Bio: Dr. Conrad Worrill

Conrad Walter Worrill was born on August 15, 1941 in Pasadena, California. His mother, Anna Bell, was the first African American to sing in the Pasadena Philharmonic Orchestra and his father, Walter, was a college-educated YMCA manager.

Worrill became an activist and scholar whose goal is to advance the cause and concept of African independence and self-determination both in the United States and internationally.

After moving to Chicago on his ninth birthday, Worrill became serious about athletics. He gained his first racial consciousness through competitive swimming when his black YMCA team faced serious heckling.

In 1962, he was drafted into the U.S. Army and shipped to Okinawa, Japan. While overseas, he read profusely about African American history, culture and politics. After he returned to Chicago in 1963, Worrill attended George Williams College but became radicalized by the Black Power movement. After graduating in 1968, a West Side YMCA hired him as the program director. He earned his Ph.D. from the University of Wisconsin.

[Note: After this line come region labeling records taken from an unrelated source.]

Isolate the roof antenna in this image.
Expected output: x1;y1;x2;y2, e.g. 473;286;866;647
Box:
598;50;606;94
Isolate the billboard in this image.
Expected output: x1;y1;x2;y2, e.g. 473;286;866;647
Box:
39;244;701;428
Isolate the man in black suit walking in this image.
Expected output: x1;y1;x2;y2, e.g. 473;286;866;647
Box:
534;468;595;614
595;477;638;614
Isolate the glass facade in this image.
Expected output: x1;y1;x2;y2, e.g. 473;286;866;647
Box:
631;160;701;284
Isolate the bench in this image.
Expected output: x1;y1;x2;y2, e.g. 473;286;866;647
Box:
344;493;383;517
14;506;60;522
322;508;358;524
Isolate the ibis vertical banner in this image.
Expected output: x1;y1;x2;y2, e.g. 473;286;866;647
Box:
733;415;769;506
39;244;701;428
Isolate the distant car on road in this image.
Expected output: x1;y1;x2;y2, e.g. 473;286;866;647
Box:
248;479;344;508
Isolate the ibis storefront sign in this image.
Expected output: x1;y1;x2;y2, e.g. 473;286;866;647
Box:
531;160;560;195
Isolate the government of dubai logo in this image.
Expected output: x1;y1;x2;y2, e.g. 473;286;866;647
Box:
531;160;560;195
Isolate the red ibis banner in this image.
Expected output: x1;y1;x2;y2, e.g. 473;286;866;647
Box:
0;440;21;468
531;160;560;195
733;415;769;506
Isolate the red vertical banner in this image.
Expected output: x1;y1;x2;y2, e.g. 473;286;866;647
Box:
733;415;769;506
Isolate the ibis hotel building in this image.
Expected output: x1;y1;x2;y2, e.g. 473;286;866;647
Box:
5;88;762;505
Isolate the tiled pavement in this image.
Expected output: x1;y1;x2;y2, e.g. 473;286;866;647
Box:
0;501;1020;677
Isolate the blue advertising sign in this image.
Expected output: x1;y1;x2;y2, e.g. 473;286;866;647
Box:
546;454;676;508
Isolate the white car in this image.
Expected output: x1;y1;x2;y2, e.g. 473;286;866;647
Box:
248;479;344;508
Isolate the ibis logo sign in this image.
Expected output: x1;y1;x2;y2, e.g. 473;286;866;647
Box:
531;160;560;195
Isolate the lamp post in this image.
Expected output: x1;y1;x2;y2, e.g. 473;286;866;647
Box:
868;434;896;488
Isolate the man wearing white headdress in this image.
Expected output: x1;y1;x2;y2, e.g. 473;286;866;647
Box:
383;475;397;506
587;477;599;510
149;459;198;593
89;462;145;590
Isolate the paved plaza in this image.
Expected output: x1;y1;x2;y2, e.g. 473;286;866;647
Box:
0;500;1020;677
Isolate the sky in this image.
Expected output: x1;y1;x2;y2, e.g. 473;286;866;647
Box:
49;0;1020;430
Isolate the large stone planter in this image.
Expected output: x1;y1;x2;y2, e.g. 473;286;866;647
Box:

He began teaching at Northeastern Illinois University in Chicago in 1976, where he is the coordinator and professor of inner-city studies education. While organizing in 1983 to elect Chicago's first black mayor, Harold Washington, Worrill co-founded the Task Force for Black Political Empowerment. As the national chairman of the National Black United Front, Worrill is working aggressively to change the American public school curriculum to be inclusive of the contributions of Africans and African Americans.

Worrill is the elected economic development commissioner of the National Coalition of Blacks for Reparations in America (N'COBRA). He served as special consultant of field operations for the historic Million Man March on October 16, 1995, in Washington, D.C.

As part of the fight to win reparations for the American descendants of slaves, he traveled to Geneva, Switzerland, in 1997 with a delegation to formally charge the U.S. government with genocide and human right violations before the Commission on Human Rights. The delegation presented the commission with a "Declaration of Genocide by the United States Government Against the Black Population in the United States" with 157,000 signatures. Upon returning to the United States, Worrill presented this petition to the United Nations in New York City. In 2001, he led a 400-member delegation to the U.N. World Conference Against Racism in Durban, South Africa. He writes the syndicated weekly column "Worrill's World," which is widely read in African American newspapers across the country. In August 2002, Worrill organized a national reparations rally attended by thousands.